Does Pope Benedict sound different in a foreign language?
Does Pope Benedict sound different when he speaks a foreign language? I’m not referring to his German accent — anyone following his visit to Britain these days can attest to the fact that he has one in English. But does he say the same thing when he speaks in his native German — or in Italian or French, two languages he also speaks fluently (and better than English). Does he present his ideas with the same words? Does the message come across in the same way? How does it “feel” to the listener?
(Photo: Pope Benedict at Westminster Hall, 17 Sept 2010/Tim Ireland)
Benedict’s basic message is fundamentally the same, regardless of the language he speaks. But his speeches and sermons these past few days have sounded different from similar speeches delivered in other languages — and not just because they were in English. The speeches were shorter. The wording was at times more direct and the argument more succinct than in similar speeches on previous voyages to other countries. The speeches included several references to Britain and British history that his listeners would know and appreciate. He doesn’t usually nod that much in the direction of the local audience.
Having heard him speak in these different languages over the years, my first impression after listening to his speech to “representatives of British society” in Westminster Hall on Friday was how short it was. The main arguments in that speech — that religion has a role in public life and is not incompatible with reason — are central themes of Benedict’s papacy. He delivered a somewhat comparable showcase speech “to the world of culture” in Paris in September 2008. The Regensburg speech to “representatives from the field of the sciences” during his 2006 visit to Germany was also about faith and reason, although his use of a Byzantine emperor’s quote about Islam being an irrational and violent religion overshadowed the public perception of it.

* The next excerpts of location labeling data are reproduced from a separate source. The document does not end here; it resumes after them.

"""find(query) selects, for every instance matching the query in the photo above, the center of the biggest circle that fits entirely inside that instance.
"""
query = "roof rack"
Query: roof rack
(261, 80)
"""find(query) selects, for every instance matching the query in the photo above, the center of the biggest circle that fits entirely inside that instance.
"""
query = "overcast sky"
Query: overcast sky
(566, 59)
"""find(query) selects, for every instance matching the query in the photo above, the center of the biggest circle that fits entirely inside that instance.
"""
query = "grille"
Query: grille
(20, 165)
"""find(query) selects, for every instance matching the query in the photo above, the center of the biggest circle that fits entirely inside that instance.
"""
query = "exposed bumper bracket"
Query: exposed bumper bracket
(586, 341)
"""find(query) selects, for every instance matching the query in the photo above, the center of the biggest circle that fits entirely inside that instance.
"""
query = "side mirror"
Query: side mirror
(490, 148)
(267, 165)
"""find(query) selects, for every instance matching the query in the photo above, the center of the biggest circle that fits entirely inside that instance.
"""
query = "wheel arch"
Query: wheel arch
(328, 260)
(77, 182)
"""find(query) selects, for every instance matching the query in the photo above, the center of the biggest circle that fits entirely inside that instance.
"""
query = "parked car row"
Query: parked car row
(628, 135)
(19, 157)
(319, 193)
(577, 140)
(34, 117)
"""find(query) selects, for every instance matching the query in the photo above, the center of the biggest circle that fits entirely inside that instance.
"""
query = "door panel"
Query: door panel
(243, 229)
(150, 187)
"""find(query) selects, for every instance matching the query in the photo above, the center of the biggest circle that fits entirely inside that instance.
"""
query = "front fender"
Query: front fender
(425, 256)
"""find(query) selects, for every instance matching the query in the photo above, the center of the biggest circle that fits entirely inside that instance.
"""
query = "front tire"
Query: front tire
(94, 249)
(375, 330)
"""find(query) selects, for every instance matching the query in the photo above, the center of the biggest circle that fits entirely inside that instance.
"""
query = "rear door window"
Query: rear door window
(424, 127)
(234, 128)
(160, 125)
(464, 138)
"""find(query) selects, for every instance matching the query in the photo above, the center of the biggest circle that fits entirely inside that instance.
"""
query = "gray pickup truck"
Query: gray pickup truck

Since these showcase speeches are meant as one of the highpoints of a visit, it’s interesting to make a few comparisons. The Regensburg speech was 3,521 words long in German, according to my word counter. The Paris speech was 4,181 words long in French, it said. By contrast, the London speech in English was much shorter — 1,805 words long. In Germany, any formal speech shorter than an hour is not considered complete. It can be like that in France as well. But length is not necessarily a virtue among English-speaking orators, as Abraham Lincoln showed when he delivered his 272-word Gettysburg Address.
(Photo: Pope Benedict at the College des Bernardins in Paris, 12 Sept 2008/Oliver Laban-Mattei)
Benedict planned to deliver a similar speech at Rome’s La Sapienza University in January 2008, but bowed out after students protested against it. The Italian text the Vatican later released ran to 3,304 words.
Brevity doesn’t always bring clarity, but the London speech also sounded more succinct than the others. Two examples are “The central question at issue, then, is this: where is the ethical foundation for political choices to be found?” and “Religion, in other words, is not a problem for legislators to solve, but a vital contributor to the national conversation.” In one section, he borrowed a common term from economic policy to highlight his message: “… the world has witnessed the vast resources that governments can draw upon to rescue financial institutions deemed ‘too big to fail’. Surely the integral human development of the world’s peoples is no less important: here is an enterprise, worthy of the world’s attention, that is truly ‘too big to fail’.”
There was also more formality in his speeches on the Continent. The Regensburg speech was a philosophical address delivered at the last university where Benedict taught before rising in the Church hierarchy. It was sprinkled with words and phrases in ancient Greek and Latin and started off quite formally, greeting “Your Eminences, Magnificences and Excellencies, honoured ladies and gentlemen!”
(Photo: Pope Benedict at Regensburg University, 12 Sept 2006/Markus Nowak)
The Paris speech, a reflection on the role of monasteries in European history delivered in a Church-owned medieval hall, was also quite scholarly. Its salutation went to “Mr Cardinal, Madame Culture Minister, Mr Mayor, Mr Chancellor of the Institute, dear friends.” The undelivered La Sapienza speech was addressed to “Magnificent Rector, political and civil authorities, illustrious lecturers and technical adminstrative staff, dear young students!”
By contrast, the Westminster Hall speech started with the simple salutation “Mr Speaker.”
Pointing this out isn’t meant as an exercise in Anglophone chauvinism. Each language has its own style and each of these speeches had its own audience, so this is not a close comparison aimed at deciding which is best. Or whether the language used shapes the thoughts expressed. But his speech in Westminster Hall stood out from showcase addresses on other foreign visits. Even though the message was similar, Benedict did sound a bit different this time.